Amsterdam is a large port, leading especially in products like oil, coal and cocoa. The 2.000 companies in the harbour districts are working hard on innovation in fields like energy, biobased products and waste recycling. A more or less traditional company like waste incinerator AEB now has started to drive innovation in for example water treatment and bioplastics.
The success factors on company level are to manage the myriad uncertainties. You have to be adaptive and flexible. That goes for the city level too. As a city planner, try to assemble as many feedstocks and as many technologies as you can, by attracting different types of companies.
Titus sees three roles for the city planner and port authority. First provide the grid and the infrastructure: the Market Master. On top of that, Titus states, we are a Match Maker, bringing companies together, locating companies where they can exchange energy and waste with neighbours. On top of that, Amsterdam wants to be a bit more: a co-creator. The port authority provides incubator facilities, helping companies to develop new initiatives. This can mean investing in new companies, an activity that sometimes is debated: does a port authority have to step into commercial activities?
Johan Möllerström, Managing Director, Malmberg Water AB presents Key factors for Cleantech business growth.
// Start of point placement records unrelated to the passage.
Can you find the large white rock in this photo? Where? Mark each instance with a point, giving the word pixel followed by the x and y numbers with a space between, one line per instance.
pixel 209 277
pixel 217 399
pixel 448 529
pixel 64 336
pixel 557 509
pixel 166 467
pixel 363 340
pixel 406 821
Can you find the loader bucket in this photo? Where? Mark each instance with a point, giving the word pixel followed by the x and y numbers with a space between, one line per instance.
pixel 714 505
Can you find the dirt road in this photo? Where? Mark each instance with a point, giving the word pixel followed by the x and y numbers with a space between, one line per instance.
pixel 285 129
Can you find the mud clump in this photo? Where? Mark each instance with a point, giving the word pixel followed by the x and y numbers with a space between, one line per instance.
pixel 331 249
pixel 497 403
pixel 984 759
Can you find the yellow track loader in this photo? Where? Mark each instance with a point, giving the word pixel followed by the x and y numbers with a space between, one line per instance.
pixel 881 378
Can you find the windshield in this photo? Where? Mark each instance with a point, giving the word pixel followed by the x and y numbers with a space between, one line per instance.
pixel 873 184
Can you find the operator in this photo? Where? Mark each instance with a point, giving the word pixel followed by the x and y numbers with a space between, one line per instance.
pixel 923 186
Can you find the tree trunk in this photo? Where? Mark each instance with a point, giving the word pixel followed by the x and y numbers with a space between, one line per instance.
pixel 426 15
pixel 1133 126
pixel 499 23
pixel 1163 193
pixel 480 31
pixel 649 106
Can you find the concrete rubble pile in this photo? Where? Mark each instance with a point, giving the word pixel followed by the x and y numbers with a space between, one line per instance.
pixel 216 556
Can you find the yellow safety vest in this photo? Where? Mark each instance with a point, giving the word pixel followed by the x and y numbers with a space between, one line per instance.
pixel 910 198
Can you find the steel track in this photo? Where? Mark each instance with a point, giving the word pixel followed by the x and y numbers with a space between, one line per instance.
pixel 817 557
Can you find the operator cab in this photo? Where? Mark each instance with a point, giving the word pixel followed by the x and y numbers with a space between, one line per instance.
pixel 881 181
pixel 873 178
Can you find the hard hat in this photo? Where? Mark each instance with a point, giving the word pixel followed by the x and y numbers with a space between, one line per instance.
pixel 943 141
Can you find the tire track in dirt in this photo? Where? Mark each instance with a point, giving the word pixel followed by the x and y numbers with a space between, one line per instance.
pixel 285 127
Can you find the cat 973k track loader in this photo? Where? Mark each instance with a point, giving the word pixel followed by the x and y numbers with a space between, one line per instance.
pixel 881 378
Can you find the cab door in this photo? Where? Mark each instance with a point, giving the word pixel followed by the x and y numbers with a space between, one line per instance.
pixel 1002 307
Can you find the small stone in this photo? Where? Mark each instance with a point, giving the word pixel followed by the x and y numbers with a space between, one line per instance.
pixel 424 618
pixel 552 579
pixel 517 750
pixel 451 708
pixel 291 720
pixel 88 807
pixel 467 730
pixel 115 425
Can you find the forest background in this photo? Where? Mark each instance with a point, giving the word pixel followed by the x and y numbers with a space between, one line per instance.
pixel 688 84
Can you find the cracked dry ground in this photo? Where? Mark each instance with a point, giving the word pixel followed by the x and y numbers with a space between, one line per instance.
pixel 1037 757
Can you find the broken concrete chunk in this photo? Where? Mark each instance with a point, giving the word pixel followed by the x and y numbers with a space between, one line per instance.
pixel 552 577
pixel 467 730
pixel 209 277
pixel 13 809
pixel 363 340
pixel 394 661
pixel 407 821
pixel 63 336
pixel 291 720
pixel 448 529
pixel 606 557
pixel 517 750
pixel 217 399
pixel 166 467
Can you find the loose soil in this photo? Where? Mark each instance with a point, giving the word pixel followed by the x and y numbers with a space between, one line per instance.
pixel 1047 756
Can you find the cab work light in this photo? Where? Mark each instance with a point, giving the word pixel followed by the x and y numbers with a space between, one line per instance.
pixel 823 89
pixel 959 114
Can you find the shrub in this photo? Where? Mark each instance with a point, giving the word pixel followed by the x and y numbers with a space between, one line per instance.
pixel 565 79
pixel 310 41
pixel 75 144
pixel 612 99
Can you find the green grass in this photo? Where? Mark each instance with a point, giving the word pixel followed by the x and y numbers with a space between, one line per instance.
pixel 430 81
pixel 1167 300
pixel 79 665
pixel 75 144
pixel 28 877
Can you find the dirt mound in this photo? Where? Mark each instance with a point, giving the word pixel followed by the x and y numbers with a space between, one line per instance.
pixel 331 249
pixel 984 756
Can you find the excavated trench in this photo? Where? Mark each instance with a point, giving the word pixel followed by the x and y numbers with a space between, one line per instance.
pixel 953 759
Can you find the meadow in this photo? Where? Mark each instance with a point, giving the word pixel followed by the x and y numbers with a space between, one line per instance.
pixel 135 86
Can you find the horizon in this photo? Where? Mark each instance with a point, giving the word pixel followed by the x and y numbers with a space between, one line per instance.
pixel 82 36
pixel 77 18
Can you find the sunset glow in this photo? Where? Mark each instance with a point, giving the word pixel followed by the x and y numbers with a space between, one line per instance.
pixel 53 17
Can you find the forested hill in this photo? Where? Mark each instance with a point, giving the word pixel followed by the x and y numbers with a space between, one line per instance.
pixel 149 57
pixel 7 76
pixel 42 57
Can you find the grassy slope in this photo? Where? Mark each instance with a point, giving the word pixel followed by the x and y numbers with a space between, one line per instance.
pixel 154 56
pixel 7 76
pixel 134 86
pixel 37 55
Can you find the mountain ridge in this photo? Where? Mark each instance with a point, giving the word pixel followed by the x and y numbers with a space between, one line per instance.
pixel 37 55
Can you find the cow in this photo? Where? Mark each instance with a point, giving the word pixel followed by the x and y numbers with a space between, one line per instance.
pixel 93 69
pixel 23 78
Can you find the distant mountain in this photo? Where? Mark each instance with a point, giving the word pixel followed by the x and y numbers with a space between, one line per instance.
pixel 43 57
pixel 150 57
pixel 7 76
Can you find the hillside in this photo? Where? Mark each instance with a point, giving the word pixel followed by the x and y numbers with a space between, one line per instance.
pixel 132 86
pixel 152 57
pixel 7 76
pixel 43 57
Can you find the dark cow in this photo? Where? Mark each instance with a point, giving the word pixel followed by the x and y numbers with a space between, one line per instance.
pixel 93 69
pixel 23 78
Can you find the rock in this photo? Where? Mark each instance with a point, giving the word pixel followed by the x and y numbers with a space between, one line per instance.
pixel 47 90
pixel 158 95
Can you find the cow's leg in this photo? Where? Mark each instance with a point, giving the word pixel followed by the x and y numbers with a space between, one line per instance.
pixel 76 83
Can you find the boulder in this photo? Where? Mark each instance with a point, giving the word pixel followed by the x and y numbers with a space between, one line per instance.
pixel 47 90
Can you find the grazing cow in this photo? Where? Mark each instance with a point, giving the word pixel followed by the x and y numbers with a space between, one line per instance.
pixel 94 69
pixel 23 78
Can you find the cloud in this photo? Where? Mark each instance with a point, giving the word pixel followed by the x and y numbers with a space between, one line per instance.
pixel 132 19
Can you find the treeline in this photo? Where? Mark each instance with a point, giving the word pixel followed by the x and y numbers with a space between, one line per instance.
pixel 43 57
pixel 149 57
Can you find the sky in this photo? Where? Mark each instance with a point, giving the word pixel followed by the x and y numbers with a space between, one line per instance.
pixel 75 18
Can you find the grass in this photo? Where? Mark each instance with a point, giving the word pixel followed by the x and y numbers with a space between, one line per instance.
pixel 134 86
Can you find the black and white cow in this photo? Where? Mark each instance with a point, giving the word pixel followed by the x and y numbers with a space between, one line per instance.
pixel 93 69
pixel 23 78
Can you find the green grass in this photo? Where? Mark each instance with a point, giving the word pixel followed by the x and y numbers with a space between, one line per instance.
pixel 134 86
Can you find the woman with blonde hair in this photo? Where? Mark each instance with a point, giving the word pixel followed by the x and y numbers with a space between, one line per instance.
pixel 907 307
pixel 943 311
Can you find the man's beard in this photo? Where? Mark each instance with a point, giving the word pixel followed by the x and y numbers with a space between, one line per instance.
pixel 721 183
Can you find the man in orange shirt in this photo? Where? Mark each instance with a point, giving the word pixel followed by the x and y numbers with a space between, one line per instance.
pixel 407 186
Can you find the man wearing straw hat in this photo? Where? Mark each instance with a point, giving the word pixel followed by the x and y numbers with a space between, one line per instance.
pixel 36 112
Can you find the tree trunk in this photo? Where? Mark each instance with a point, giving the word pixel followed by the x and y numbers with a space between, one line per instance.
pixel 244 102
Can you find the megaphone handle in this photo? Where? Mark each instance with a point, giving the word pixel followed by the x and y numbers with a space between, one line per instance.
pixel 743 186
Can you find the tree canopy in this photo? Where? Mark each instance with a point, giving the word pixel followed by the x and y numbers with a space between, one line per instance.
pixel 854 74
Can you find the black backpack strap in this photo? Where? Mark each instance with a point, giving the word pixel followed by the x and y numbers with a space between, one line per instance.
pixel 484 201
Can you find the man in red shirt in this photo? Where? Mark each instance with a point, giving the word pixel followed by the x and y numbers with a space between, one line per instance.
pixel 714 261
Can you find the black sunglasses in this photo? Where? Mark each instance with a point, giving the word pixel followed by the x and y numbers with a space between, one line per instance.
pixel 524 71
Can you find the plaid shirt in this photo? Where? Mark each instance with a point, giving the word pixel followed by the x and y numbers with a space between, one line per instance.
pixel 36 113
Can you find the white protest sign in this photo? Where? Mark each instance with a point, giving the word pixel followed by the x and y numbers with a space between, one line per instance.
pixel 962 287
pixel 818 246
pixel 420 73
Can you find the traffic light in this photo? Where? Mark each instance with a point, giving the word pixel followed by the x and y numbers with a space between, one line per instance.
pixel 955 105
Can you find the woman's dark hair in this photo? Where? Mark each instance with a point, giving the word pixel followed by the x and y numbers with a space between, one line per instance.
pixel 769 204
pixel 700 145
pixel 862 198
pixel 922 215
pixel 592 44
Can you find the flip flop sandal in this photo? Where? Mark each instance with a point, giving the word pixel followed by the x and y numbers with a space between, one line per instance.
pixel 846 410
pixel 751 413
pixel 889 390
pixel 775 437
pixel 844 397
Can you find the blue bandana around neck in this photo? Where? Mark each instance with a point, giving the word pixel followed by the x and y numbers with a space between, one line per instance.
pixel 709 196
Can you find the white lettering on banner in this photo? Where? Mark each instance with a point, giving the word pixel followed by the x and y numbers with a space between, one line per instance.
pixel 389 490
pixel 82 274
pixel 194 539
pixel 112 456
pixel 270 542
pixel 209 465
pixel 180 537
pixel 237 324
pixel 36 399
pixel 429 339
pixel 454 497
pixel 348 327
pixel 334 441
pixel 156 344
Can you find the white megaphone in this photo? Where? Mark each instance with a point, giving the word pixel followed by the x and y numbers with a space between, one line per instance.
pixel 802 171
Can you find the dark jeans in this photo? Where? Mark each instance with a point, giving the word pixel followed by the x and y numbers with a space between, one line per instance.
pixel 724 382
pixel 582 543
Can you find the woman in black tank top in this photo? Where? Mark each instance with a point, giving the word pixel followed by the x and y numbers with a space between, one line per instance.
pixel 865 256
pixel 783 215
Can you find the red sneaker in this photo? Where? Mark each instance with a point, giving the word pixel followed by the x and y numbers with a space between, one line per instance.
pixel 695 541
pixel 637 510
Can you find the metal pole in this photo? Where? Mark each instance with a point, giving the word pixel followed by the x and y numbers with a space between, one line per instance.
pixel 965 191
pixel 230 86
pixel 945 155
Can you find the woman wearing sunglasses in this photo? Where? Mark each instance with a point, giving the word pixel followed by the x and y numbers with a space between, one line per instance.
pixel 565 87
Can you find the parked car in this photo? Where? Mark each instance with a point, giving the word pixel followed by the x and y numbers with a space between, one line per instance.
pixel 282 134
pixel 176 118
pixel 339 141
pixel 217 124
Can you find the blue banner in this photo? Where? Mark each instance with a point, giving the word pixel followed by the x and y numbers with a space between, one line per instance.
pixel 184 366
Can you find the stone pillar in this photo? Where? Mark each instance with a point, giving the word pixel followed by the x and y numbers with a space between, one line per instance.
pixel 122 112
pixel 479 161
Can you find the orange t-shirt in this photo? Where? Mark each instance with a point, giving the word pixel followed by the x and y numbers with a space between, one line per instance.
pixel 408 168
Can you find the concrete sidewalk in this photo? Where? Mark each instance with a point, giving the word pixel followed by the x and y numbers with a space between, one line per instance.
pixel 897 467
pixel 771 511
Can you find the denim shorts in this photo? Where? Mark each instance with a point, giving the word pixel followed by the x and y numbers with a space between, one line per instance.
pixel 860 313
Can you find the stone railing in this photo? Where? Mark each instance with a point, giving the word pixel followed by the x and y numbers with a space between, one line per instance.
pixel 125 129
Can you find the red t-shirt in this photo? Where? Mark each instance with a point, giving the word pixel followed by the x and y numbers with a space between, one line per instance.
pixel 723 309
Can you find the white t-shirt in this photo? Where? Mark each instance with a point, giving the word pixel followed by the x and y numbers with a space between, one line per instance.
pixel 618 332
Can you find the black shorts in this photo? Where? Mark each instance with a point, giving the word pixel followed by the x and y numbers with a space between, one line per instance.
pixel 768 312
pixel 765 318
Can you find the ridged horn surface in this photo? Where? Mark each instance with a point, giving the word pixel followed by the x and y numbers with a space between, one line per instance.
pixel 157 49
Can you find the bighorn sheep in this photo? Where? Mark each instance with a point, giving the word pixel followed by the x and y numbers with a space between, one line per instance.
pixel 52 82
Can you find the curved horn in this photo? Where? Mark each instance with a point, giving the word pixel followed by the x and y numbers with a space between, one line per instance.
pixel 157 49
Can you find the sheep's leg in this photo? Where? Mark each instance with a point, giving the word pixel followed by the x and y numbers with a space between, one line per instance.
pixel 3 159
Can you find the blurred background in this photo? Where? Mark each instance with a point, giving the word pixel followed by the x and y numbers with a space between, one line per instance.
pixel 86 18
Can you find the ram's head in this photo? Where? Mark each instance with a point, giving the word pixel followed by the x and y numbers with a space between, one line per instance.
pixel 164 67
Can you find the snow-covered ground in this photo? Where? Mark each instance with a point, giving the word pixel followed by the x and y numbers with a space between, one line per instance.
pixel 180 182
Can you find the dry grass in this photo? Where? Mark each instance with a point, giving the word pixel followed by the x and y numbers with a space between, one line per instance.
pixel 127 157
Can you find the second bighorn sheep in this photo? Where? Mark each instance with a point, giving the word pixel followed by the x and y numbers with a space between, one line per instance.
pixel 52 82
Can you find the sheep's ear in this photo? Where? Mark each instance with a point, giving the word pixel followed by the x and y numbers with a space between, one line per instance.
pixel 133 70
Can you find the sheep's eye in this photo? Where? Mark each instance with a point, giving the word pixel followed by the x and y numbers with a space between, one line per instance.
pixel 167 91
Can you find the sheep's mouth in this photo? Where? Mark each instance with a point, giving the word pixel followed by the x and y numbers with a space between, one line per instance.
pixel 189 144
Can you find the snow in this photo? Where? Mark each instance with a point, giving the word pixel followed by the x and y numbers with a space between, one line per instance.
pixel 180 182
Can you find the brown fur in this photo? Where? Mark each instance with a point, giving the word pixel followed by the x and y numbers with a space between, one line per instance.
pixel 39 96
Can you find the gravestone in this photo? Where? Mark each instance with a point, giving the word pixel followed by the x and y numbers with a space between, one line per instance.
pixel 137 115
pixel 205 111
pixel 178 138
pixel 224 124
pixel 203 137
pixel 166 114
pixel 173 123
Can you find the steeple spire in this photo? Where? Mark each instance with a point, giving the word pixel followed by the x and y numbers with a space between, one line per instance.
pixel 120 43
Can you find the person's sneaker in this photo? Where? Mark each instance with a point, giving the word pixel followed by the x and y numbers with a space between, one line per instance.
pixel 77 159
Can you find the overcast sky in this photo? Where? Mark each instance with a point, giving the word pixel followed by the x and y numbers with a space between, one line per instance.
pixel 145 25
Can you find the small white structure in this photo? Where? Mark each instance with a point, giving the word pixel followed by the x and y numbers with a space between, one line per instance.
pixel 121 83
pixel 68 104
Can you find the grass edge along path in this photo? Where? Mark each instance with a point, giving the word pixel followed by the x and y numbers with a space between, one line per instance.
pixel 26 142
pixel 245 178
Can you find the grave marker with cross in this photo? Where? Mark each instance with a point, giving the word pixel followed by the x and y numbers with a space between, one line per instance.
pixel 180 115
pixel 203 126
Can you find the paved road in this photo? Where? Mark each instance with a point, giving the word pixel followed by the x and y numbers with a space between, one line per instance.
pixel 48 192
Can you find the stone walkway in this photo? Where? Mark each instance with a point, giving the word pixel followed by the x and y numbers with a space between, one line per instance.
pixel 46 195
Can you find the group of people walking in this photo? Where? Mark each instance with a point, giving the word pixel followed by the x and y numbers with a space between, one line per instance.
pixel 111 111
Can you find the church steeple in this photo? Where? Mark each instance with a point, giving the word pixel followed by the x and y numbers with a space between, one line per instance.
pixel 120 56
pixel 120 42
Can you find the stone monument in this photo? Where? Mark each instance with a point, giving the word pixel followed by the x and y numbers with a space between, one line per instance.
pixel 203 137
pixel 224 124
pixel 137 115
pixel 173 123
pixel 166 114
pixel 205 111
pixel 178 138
The company develops biogas installations. Johan remarks: there has for years been a lot of talk about the possibilities of biogas in Sweden, but in reality only a few projects came on the market. So we decided to try and win contracts in Germany, a much larger market. We had to go for larger projects than we ever had managed. It took a lot of courage to sign contracts for projects that we had no experience in. We had to change the organisation of our design process to make it much faster. And it worked out, we are now one of the market leaders in this field in Germany.
One of the key factors for a succesfull innovation is sheer luck! Malmberg is one of the founders of the Swedish Water Industry, a cooperation of a number of companies in the field of waste water treatment, “all individually too big for Sweden but each too small for the world.” The cooperation choose to target projects in Ukraine first, and got contracts for three big projects.But then the political situation in Ukraine got very complicated. “We had done everything right, but you need some luck too.”
Sylvia Michel, CEO, Kraftringen talks about The Utility as a driver for innovation. Kraftringen is owned by four Municipalities in Sweden, and provides energy to about 300.000 households. The company cooperates with the region of Skane to make the region fossil fuel-free by 2020. The solution of Kraftringen to reach that goal was accepted by the region, and now already 83% of the energy consumption is renewable. Kraftringen also is involved in two very innovative local energy projects, the new neighbourhood of Brunnshögg (‘the Town as Powerplant’, see the picture below), and the ESS-project that will couple a new research facility producing lots of waste heat to the local district heating system, both in Lund.